As we approach a crossroads in the history of media ethics, much of the debate can be boiled down to the question of how acceptable it is to intrude into people’s lives in pursuit of a story.
So while recently reading the autobiography of Arthur Christiansen, the legendary editor of the Daily Express from the 1930s to the 1950s, I was interested to discover his views on press intrusion.
Given Christiansen’s famous advice that journalists should “always, always tell the news through people”, I was surprised to find just how nuanced his views were. Certainly, he was more ambivalent about prying into people’s personal lives than many of witnesses representing the media at the Leveson Inquiry.
People who court publicity must take the rough with the smooth; Royalty cannot help but receive publicity and have learned to accept most of it with good grace; but the pestering by reporters of people who are unfortunate or unhappy and who do not wish any part of it is not what I had in mind when as a young man I tried to open out ‘the human angle’.
When a murderer was hanged I wanted to know how his children were faring; when a girl rocketed to stardom I wanted to know what her parents had contributed.
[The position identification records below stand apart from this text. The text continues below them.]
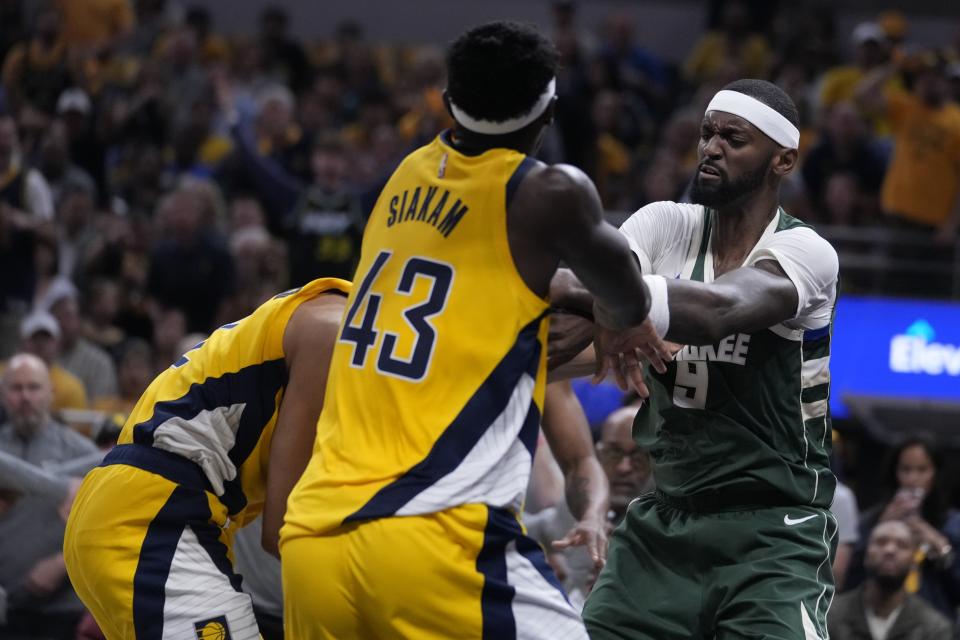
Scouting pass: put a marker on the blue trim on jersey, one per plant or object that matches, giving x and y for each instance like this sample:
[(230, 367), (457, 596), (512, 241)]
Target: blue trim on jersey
[(530, 431), (518, 175), (256, 386), (497, 596), (533, 552), (810, 335), (462, 435), (183, 507), (171, 466), (208, 534)]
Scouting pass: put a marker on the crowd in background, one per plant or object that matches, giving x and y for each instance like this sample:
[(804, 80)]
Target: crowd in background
[(159, 177)]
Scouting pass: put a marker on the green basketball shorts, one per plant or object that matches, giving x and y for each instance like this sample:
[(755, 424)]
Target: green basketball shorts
[(676, 573)]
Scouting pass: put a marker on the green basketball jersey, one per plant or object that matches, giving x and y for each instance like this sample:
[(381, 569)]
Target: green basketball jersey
[(748, 417)]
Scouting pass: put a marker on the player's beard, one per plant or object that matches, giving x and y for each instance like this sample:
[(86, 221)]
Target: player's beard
[(725, 191), (887, 582)]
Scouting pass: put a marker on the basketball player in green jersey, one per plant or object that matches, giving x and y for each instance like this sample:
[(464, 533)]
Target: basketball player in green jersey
[(737, 540)]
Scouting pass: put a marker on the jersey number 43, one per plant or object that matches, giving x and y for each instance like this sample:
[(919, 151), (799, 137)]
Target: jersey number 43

I wanted to know about people – humble, unimportant people as well as those who were established.
But the idea got out of hand. The human story, like the size of headline type, seems often nowadays to be sought ruthlessly at the sacrifice of taste, sense and decent feeling… I deplore it.
I should add that Headlines All My Life, published in 1961, is a brilliant book that gives a fascinating insight into newspaper history. Although out of print, it can be picked up for under £10 on Amazon.